Nun konnten die frisch gewählten Funktionäre an die Arbeit gehen, denn es gab viel zu tun. Unverzüglich begann man, Jugendliche zu werben. Bereits im Mai fand der erste Elterninformationsabend statt. Ebenso wurden in den Schulen in Döffingen und Dätzingen Instrumente vorgestellt, um jugendliche Interessenten zu gewinnen. Trotz harter und erfolgreicher Verhandlungen mit der Fa. Radio Barth beliefen sich die Kosten der Erstanschaffung von Instrumenten auf sage und schreibe 42000 DM.
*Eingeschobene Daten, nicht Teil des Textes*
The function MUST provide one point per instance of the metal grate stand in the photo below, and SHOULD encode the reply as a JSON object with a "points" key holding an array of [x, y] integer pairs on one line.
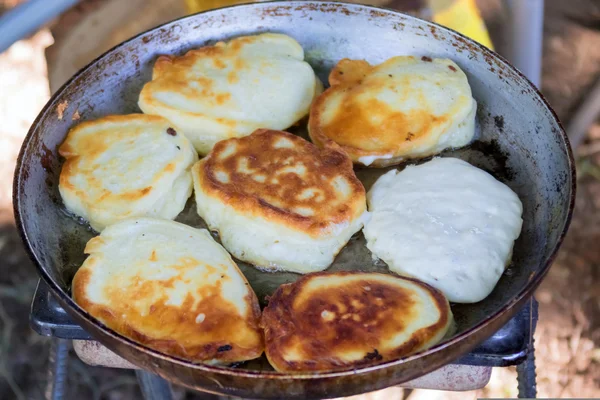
{"points": [[511, 345]]}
Gleichzeitig liefen die Vorbereitungen für das 4-tägige Gründungsfest auf Hochtouren. Dabei zahlte sich die Erfahrung und das Organisationstalent des ersten Vorstandes Kurt Brenner aus. Die Festlichkeiten wurden ein voller Erfolg. Ganz Grafenau war auf den Beinen. Alle Grafenauer Vereine und viele befreundete Musikvereine schlossen sich dem Festzug an, der vom Graf-Ulrich-Bau im Ortsteil Döffingen bis zur Festwiese in den Ortsteil Dätzingen führte, und von unzähligen Grafenauer Bürgern, die die Straßen säumten, bejubelt wurde. Zu dieser Zeit hatten die Musiker des Musikvereins Grafenau noch keine Uniformen. Eine solche Investition war aus finanziellen Gründen noch nicht möglich gewesen. Jeder Musiker trug ein gelbes Hemd mit aufgenähtem Emblem, welches er selbst bezahlte. Begonnen hatte das Gründungsfest schon am Freitagabend mit der Pop-Band „Black and White“. Am darauf folgenden Samstag umrahmte unser Patenverein, die Feuerwehr-Musikkapelle Dagersheim, musikalisch den Festabend. Der Festsonntag begann mit einem ökumenischen Gottesdienst. Nach dem Festzug spielten Gastkapellen zur Unterhaltung auf und schwungvoll endete der Abend dann mit dem Musikverein Magstadt. Den Festausklang am Montag gestaltete wiederum musikalisch und mit tollen Showeinlagen unser Patenverein.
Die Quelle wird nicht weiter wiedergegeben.